Uninsured risk of catastrophic loss discourage pursuit of high return/riskier
livelihoods … a key reason for poverty traps.
Research priorities
Hence current development and humanitarian
communities’ fascination with “resilience”:
1) Risk perceived increasing in both frequency and intensity
2) Recurring crises lay bare the longstanding difficulty of
reconciling humanitarian response to disasters with
longer-term development efforts.
3) Build (perhaps?) on ecological theories of resilience
But we lack a theory-measurement-and-evidence-based
understanding of what resilience is with respect to poverty
and hunger, how to measure it, and how to effectively
promote it so as to reduce chronic poverty and hunger.
Big opportunity for ecologists - economists
Four-pronged strategy
Four-pronged strategy
• Theory – Build on past work on ecological resilience
and poverty traps and its relation to risk.
• Measurement – This is the hardest area. What are
the right dimensions/methods for measurement?
Combine probabilistic quantitative measures and
subjective indicators.
• Impact evaluation – Once metrics established,
then use observational and experimental longitudinal
data to evaluate alternative interventions aimed at
enhancing resilience of indivs, hhs, communities.
• Outreach –Translate findings into clear, actionable
guidance to donors, firms, gov’ts and NGOs.
Summary
Resilience is a popular buzzword now. But little precision in its
use, either theoretically or empirically.

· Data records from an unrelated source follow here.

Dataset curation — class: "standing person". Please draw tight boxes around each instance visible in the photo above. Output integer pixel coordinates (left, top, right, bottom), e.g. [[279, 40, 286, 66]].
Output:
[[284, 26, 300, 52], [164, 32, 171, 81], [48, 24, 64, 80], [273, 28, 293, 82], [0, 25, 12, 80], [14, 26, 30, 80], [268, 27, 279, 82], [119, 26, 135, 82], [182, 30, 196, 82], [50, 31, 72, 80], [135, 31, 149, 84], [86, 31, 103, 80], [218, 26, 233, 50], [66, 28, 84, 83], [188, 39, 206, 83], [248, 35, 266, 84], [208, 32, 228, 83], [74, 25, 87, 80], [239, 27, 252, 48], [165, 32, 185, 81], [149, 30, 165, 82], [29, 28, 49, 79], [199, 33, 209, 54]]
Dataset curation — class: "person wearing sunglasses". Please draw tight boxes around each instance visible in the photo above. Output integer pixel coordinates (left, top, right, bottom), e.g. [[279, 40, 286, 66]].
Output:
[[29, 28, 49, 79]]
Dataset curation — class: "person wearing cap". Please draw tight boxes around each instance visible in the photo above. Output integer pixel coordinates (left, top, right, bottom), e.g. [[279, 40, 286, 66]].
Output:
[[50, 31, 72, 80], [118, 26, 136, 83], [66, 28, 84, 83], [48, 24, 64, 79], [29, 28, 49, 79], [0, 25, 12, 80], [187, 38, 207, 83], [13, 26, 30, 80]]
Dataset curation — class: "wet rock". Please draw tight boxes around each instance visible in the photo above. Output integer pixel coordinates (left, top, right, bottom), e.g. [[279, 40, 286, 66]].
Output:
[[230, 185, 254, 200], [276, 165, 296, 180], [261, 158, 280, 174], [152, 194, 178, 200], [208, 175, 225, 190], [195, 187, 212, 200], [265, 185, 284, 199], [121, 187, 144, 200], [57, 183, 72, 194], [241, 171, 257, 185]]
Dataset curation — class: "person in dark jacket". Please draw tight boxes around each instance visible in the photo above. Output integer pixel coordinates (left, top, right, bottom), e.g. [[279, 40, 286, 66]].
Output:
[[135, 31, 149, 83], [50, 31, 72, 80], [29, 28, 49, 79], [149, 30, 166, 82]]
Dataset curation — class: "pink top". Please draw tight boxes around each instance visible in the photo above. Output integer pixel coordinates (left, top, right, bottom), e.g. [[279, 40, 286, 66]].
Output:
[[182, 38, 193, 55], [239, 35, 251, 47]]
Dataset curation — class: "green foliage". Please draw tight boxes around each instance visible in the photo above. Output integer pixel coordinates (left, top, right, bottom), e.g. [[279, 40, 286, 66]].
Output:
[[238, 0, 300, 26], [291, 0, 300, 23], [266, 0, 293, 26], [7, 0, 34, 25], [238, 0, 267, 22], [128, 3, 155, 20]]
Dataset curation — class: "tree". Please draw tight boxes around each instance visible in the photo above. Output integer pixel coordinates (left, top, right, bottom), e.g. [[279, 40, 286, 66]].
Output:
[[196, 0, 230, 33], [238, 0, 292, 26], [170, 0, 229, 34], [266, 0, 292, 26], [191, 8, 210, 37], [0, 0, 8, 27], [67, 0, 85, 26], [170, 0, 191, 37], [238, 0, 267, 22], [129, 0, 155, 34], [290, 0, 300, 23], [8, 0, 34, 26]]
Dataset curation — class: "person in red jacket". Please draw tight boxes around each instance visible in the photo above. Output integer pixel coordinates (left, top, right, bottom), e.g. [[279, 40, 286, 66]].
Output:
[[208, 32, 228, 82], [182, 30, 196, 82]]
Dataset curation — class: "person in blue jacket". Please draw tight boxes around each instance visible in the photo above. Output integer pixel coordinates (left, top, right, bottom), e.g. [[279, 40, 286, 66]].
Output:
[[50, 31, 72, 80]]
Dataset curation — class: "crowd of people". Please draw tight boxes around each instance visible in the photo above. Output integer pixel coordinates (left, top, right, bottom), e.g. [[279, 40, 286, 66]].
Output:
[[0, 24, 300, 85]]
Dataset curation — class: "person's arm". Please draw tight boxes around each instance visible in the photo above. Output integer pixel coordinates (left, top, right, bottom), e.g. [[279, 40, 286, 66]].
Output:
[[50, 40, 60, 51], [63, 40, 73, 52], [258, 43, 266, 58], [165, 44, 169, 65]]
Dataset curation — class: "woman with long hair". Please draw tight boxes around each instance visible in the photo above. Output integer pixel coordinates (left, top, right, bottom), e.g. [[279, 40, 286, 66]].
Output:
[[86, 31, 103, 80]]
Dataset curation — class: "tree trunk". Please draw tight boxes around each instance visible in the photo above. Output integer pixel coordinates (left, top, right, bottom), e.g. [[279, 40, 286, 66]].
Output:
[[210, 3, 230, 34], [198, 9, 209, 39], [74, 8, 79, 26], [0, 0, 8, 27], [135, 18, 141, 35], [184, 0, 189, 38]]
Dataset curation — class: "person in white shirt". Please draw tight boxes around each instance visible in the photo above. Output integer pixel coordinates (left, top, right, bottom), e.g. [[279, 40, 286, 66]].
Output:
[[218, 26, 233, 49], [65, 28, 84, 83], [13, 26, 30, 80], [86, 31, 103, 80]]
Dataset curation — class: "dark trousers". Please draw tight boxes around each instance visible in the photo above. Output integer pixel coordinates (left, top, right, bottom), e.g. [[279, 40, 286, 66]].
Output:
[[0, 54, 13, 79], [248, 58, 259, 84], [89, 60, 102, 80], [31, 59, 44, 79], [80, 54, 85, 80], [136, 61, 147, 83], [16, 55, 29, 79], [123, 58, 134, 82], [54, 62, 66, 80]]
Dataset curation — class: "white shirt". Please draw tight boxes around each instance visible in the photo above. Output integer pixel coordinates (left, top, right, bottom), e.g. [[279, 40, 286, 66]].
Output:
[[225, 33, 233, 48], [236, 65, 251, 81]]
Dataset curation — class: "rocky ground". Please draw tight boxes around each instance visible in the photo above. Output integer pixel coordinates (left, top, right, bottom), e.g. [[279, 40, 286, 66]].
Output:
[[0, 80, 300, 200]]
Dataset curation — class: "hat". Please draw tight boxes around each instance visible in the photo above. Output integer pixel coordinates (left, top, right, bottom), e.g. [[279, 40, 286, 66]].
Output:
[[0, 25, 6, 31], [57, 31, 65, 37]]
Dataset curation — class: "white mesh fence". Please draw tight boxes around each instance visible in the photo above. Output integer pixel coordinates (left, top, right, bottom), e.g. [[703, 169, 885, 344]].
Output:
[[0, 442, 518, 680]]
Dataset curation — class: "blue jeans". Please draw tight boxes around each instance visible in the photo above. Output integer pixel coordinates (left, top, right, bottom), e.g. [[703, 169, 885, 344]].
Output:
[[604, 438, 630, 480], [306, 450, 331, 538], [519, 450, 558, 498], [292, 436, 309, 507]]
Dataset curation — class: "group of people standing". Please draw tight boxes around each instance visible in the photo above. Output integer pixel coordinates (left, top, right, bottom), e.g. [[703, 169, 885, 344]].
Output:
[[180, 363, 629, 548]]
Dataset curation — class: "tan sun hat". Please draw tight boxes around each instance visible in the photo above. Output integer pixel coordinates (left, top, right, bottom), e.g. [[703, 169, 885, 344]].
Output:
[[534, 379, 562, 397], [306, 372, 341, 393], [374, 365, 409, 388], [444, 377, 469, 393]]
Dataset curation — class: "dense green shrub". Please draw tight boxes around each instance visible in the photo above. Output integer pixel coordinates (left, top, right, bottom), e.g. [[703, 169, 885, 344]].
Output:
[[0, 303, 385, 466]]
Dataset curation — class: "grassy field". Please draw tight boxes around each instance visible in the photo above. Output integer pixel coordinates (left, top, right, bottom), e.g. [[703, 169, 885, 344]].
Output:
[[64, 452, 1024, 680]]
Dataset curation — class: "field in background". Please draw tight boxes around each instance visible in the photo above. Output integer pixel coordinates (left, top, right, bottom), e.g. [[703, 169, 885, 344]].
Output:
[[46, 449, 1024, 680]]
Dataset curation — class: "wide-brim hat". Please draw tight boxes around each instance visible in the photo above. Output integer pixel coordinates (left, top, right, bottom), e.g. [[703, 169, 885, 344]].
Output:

This topic offers a prime opportunity for ecologists and
economists to learn from one another: facilitate rigorous,
precise use of the concept to help identify how best to reduce
chronic poverty and hunger and to safeguard ecosystems
vulnerable to anthropogenic disruptions.
This will require advances in theory, measurement and
empirical work in many different contexts and over time.
Much to do in all of these areas … a massive research, teaching
and outreach agenda.
Thank you
Thank you for your time, interest and comments!